San Antonio Abad , Francisco de Zurbarán
Día 12
Febrero: Humildad
"No creas que has avanzado en la perfección a menos que te consideres el peor de todos, y desees que todos sean preferidos a ti; porque es señal de aquellos que son grandes ante los ojos de Dios ser pequeños ante sus propios ojos; y cuanto más gloriosos son a los ojos de Dios, más viles parecen ante los suyos propios." - Santa Teresa de Jesús
Un día, mientras San Antonio rezaba, escuchó una voz que decía: "Antonio, no has alcanzado la perfección de un hombre llamado Coriarius, que vive en Alejandría." El Santo fue inmediatamente a buscarlo e indagó sobre su vida. Coriarius respondió: "No sé si alguna vez he hecho algo bueno, así que cuando me levanto por la mañana, digo en mi corazón que todas las personas en esta ciudad serán salvadas por sus buenas obras, y solo yo me perderé por mis pecados; y digo lo mismo por la noche, con toda sinceridad, antes de ir a descansar." "¡No! ¡No! ¡No!" respondió San Antonio, "has asegurado el Cielo para ti mismo con tu sabia práctica; pero yo no he sabido alcanzar esta excelencia tuya."
Uno de los principales hombres de Alejandría, después de haber sido recibido en un monasterio, el Abad juzgó por su apariencia y otros signos que era un hombre duro, altivo y lleno de orgullo mundano.
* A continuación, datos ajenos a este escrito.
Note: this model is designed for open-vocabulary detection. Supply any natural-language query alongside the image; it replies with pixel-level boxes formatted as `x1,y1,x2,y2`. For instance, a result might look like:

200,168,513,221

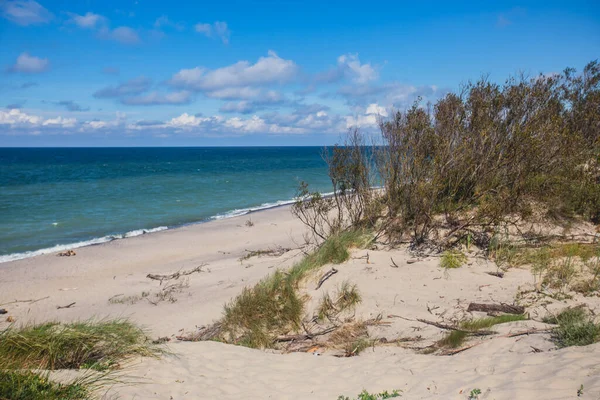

Deseando guiarlo por el camino seguro de la humildad, lo colocó en la portería, con instrucciones de arrojarse a los pies de todos los que entraban o salían y de rogarles que rezaran a Dios por él, porque era un gran pecador. Él obedeció con exactitud y perseveró en este ejercicio durante siete años, adquiriendo así una gran humildad. El Abad entonces consideró que era hora de darle el hábito y admitirlo en la sociedad de los demás miembros de la Orden. Pero cuando se enteró de esto, imploró y suplicó que lo dejaran como estaba durante el poco tiempo que, según decía, le quedaba de vida. Se le concedió su petición, y resultó ser un verdadero profeta, pues, después de diez días, murió en gran paz y confianza en cuanto a su salvación. Esto lo relata San Juan Clímaco, quien dice que había hablado con este hombre, y cuando le preguntó cómo ocupaba su tiempo cuando permanecía en la puerta, él respondió: "Mi ejercicio constante era considerarme indigno de quedarme en el monasterio y de disfrutar de la vista y la compañía de los Padres, o incluso de levantar los ojos para mirarlos".
Leemos de la venerable María Seraphina di Dio que parecía no tener ojos excepto para ver y exagerar sus propios defectos, y para admirar las virtudes de los demás. Así, cuando veía a otros realizando alguna buena acción, decía, con sentimiento: "¡Qué felices son! ¡Todos, excepto yo, se dedican a los servicios de Dios!" Cuando veía a alguien acudir a los confesores, pensaba que solo tendrían que escuchar y hablar de Dios, mientras ella se reprochaba que iba únicamente para contar sus errores y pecados. Si alguna vez veía a alguien cometer una falta, siempre encontraba medios para excusarla o mitigarla, y así lograba, a pesar de los pecados de los demás, conservar la opinión que tenía de sí misma como la peor de todos.